Re-imagining conversations about sex
Last time I wrote a blog about sex and young people it was a cheeky ruse at getting wonderful youth leaders like yourself to fill in an online survey about how the Church engages young people in conversations about sex. It worked! Loads of you responded and I’ve woven the findings into a book that comes out this autumn (Titled: The Sex Thing: Re-imagining conversations with young people about sex). It’s a book about what it could look like for the Church to offer young people a sexual ethic they can thrive in. Not just a framework we can use to clobber culture with when reports like this flare up (although I find it so hard to speak with restraint when people fail to make links between a mass media inspired by online pornographies, and teenage boys sexually harassing their female classmates), but an approach that equips us to walk well with young people on their journey of sexual maturity.
Now is the time for good conversations about sex that seek to build empathy, assertiveness, courage, kindness and hope in young people. If my flourish for lists is making the whole ‘talking about sex’ thing seem too complicated, then forgive me. Ultimately, we lean into these conversations because we long to see each young person we serve flourish into their God-created sexual selves. Whether it’s a young person eager to know what putting God at the centre of their life means for their choices or a PSHE lesson with some Year 10 students on healthy relationships, we have the opportunity to listen to young people in such a way that they know we take them seriously. This can lead us to spaces where we can share some deeper truth about being made in the image of a God who seeks connections. Not only that – we also get to excavate curiosity in young people, not just about what they should or shouldn’t do, but why and how.

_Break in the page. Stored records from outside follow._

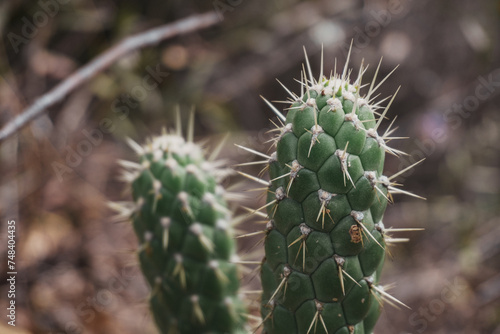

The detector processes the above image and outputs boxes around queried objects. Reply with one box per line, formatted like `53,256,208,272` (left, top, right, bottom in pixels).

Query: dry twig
0,12,219,141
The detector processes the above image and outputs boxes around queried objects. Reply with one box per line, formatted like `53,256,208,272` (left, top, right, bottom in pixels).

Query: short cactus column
111,113,246,334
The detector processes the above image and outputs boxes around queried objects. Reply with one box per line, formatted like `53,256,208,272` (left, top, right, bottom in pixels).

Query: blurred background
0,0,500,334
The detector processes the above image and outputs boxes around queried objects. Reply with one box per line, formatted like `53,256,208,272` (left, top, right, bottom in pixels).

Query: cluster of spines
239,47,421,334
110,113,247,334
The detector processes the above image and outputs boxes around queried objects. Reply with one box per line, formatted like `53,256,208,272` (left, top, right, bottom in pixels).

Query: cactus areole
248,50,420,334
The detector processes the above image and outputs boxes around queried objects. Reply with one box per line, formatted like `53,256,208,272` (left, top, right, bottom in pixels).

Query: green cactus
112,113,246,334
238,47,422,334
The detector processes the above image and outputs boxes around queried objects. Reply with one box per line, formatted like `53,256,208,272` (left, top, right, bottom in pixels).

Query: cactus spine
238,47,422,334
112,115,246,334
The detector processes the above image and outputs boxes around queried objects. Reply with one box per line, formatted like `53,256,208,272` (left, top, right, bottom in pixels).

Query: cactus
241,50,418,334
111,113,246,334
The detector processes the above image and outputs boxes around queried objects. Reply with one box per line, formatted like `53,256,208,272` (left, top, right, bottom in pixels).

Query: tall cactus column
238,50,422,334
112,117,246,334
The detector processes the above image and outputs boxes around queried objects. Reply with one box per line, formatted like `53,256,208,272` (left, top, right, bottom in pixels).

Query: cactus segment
240,49,424,334
114,115,246,334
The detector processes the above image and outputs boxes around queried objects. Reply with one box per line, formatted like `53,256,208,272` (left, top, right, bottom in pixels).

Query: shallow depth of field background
0,0,500,334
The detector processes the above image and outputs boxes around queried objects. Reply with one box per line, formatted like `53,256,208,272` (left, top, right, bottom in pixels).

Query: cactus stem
172,253,186,289
370,284,411,310
307,310,328,334
316,189,335,228
340,268,361,288
374,86,401,131
242,206,268,218
191,295,205,324
267,266,292,306
238,171,270,187
335,142,356,188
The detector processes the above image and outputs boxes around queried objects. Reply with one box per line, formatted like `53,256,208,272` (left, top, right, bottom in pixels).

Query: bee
349,224,363,244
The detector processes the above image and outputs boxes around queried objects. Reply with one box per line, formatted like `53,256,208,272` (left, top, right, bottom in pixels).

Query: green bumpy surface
132,135,245,334
261,78,388,334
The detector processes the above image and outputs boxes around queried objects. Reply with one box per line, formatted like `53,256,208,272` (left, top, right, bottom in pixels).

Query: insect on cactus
236,45,420,334
111,109,246,334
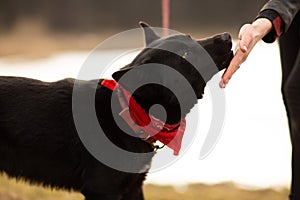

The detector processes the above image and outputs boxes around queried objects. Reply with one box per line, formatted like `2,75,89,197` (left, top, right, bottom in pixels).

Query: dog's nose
221,33,231,41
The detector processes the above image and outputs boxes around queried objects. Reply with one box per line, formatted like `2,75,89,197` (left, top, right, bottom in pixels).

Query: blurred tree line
0,0,266,32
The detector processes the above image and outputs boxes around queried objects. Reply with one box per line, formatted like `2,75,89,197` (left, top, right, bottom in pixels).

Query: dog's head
113,22,233,122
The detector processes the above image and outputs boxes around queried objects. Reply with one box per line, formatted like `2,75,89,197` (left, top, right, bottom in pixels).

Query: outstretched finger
219,49,247,88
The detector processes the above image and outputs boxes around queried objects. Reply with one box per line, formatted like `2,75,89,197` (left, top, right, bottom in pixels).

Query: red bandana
101,80,186,155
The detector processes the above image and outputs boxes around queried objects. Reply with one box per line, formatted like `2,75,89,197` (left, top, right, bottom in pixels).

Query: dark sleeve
256,0,300,43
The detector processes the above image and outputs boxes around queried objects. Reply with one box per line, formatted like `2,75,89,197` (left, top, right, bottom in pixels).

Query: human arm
220,0,300,88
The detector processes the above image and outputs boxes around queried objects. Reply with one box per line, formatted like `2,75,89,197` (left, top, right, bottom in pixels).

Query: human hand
219,18,273,88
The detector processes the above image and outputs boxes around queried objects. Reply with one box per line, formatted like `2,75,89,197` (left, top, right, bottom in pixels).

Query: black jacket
256,0,300,42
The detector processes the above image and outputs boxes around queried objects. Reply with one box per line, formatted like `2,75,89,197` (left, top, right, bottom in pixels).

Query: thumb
238,24,253,53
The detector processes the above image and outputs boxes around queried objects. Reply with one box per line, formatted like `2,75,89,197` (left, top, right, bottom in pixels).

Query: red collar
101,79,186,155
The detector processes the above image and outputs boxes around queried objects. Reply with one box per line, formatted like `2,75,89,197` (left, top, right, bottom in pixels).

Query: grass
0,175,288,200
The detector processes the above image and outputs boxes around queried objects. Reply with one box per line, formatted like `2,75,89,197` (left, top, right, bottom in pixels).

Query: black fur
0,23,232,200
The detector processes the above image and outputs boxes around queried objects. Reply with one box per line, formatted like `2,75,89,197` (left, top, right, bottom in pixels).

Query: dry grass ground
0,175,288,200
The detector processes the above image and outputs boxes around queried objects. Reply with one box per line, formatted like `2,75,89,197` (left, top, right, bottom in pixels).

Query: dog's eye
181,51,190,59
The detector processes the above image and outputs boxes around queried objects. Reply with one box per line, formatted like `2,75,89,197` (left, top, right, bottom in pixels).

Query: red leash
161,0,170,37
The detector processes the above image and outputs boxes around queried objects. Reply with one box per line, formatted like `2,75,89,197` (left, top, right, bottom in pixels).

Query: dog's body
0,24,232,200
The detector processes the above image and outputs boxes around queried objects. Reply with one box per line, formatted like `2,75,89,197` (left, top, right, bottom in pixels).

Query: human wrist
252,18,273,39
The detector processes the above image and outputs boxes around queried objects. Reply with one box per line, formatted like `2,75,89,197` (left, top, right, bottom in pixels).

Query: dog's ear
139,21,159,46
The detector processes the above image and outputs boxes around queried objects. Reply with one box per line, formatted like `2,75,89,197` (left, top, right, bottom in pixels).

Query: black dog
0,23,232,200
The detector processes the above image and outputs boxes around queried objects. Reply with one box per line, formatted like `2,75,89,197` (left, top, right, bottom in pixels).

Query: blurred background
0,0,265,56
0,0,290,200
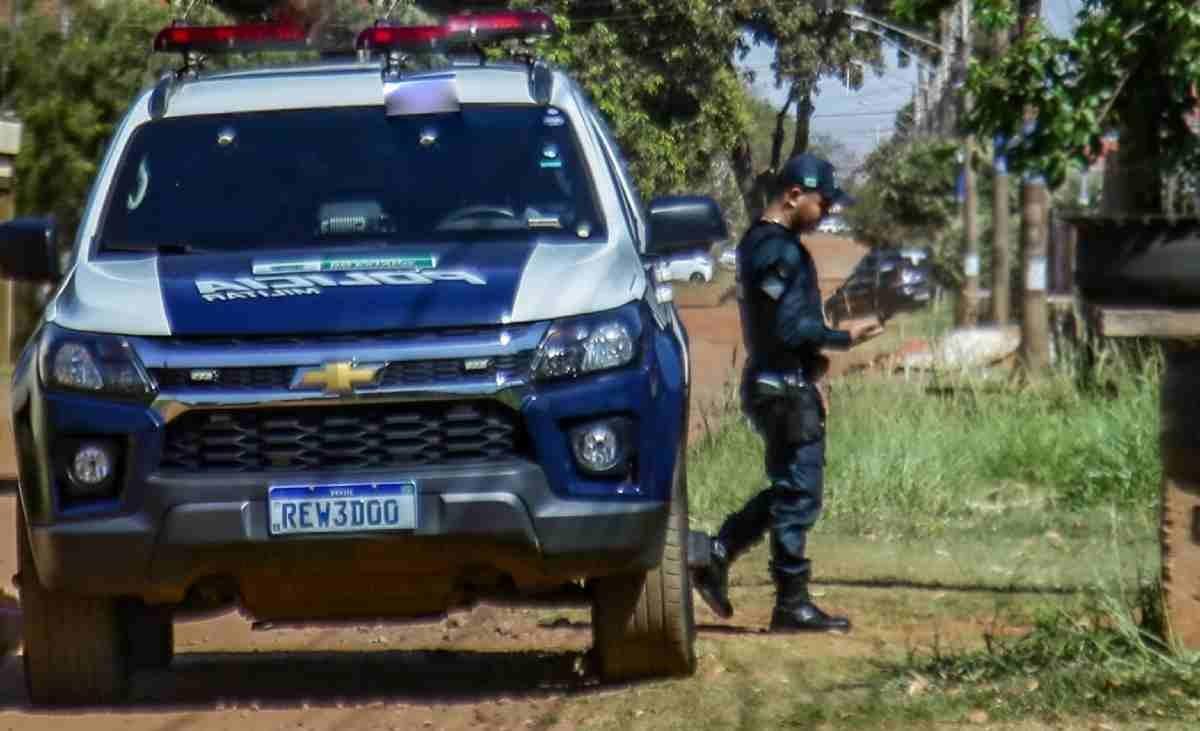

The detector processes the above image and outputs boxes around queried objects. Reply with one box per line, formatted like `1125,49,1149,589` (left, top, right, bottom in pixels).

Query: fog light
571,419,629,474
68,443,113,497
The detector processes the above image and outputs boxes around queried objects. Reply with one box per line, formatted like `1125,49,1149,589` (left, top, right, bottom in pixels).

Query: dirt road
0,487,1060,731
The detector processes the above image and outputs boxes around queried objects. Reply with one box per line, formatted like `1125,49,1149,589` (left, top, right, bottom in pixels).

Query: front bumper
30,460,667,609
13,309,686,618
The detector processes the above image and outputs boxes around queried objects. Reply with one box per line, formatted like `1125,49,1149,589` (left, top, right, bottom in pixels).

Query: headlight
41,325,155,399
533,304,642,379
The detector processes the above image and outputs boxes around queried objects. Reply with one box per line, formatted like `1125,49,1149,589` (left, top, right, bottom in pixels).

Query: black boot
770,576,850,633
692,538,733,619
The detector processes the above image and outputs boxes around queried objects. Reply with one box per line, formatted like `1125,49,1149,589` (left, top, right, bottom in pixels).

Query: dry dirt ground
0,236,1070,731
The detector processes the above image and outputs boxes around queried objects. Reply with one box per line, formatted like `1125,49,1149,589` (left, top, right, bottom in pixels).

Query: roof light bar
354,25,449,52
445,11,558,41
355,11,558,53
154,23,308,53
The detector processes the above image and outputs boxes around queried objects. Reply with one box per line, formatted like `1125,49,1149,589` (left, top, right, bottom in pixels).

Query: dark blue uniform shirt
738,222,851,378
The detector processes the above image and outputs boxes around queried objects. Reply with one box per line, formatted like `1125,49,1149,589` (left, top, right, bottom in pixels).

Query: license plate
266,483,416,535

Hilariously when I began to send The Sex Thing: Re-imagining conversations with young people about sex round to people to endorse it, my autocorrect switched it to ‘terminating conversations with young people about sex.’ Ironic! But if we’re honest it doesn’t take much to terminate our willingness to wade into tricky conversations with young people about sex, safety, abuse, sexuality, relationships, love. We don’t want to get it wrong and we don’t want to cause hurt or harm. Spoiler alert, but when I asked young people if they felt that the Church should talk to teenagers about sex, over 94% said ‘yes’, and when asked what they wanted the Church to talk with them about, they talked about things like…well, you’ll have to wait until the book comes out to hear more. But it was clear that in the midst of all the mess and madness of growing up in the UK in the 21st century, many young people in our churches and projects are longing for communities rich in wisdom for life, non-judgemental care and deep encounters with God and others.